First, I am confused whether at each node in all the trees, do we
randomly pick features from the lot to be pitted for best split or
does each tree get a random subset of feature and then all the nodes
in that tree have to work with those features?
m-features are chosen randomly at each split of the tree, not at the creation of the tree itself.
Now, regardless of the case whether we pick random features at tree or node level, why do choose random subset of data for each tree? Because if the features are different at tree/node level, the trees will be different. Why do we need to add another level and make the distribution of data also random to the trees and not just feed the complete original dataset to the trees?
This is exactly what makes random forests unique compared to other algorithms. Indeed, we sample with replacement (bootstrap) from the training dataset and each bootstrap sample is unique to each tree (which you appear to understand).
However, we need to consider how the final predictions come out of a random forest in the first place. Recall that the final prediction for an observation $y_i$ will be the average predicted probability among all of the trees in the forest. This is supposed to work because, under the (crucial) assumption of zero/negative correlation between the trees, we know that the sample mean has variance that goes to zero as n goes to infinity. This is one key element of random forests; if I have a bunch of overfit trees (low bias, high variance) I can simply get rid of this high variance for each tree by combining the predictions of each individual tree and averaging. The result is hopefully low bias, and low enough variance for my final, combined model.

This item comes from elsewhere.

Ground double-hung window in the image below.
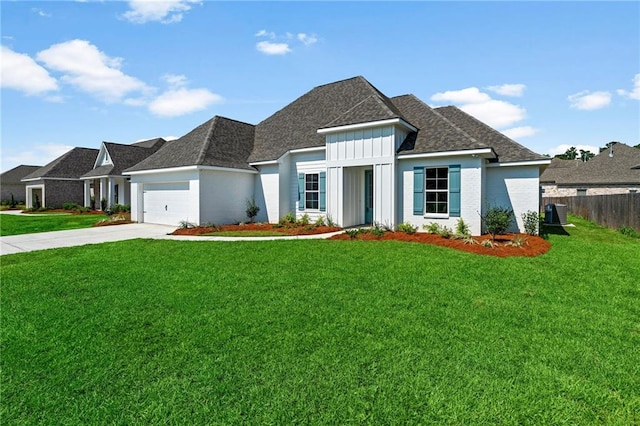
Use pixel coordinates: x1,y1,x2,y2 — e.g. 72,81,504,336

However, if there is positive correlation among the trees, the variance of the sample mean actually increases (as $ n \rightarrow \infty$) and if n is large enough, the covariance between the trees actually starts to dominate the variance of each individual tree itself. What this results in is a decrease in predictive performance compared to just using a single (or relatively few) tree(s). After all, the whole point is to fit low bias, high variance base learners and to then reduce the variance by averaging. If we now cannot reduce the variance due to correlation between base learners (and start increasing it instead!), our model is likely to be severely overfit, even moreso than using a comparatively less overfit base learner.
So the question becomes...how do we reduce the correlation between the trees? One solution is to introduce randomness not only through the data sample itself (i.e. bootstrap/sample with replacement) but also through randomly selecting predictors at each split of a node. By doing this, we hopefully force each tree to learn something different about the data. Indeed, if only a few predictors are useful than chances are, all of the trees will pick up on this and stick to using these few predictors over and over again. The result is that all of the trees have learned exactly the same thing, substantial correlation among the trees, and not much purpose to using the trees together.
Bagging (which is what you refer to as the first level of randomness) and other ensembling based methods work best when we have what people call "diverse base learners". This means that in general, if we can find many models that are similar in performance but uncorrelated (that is, they have learned different, but equally important parts of the data) then combining the models in some fashion will almost certainly be better than using either one alone. Creating model diversity is difficult but some common ways are;
1) Do something similar to random forests; give each base learner a different set of features to use.
2) Use different algorithms that hopefully learn different parts of the data due to the differences in how they are fit; example: random forest + neural network + gradient boosting, etc.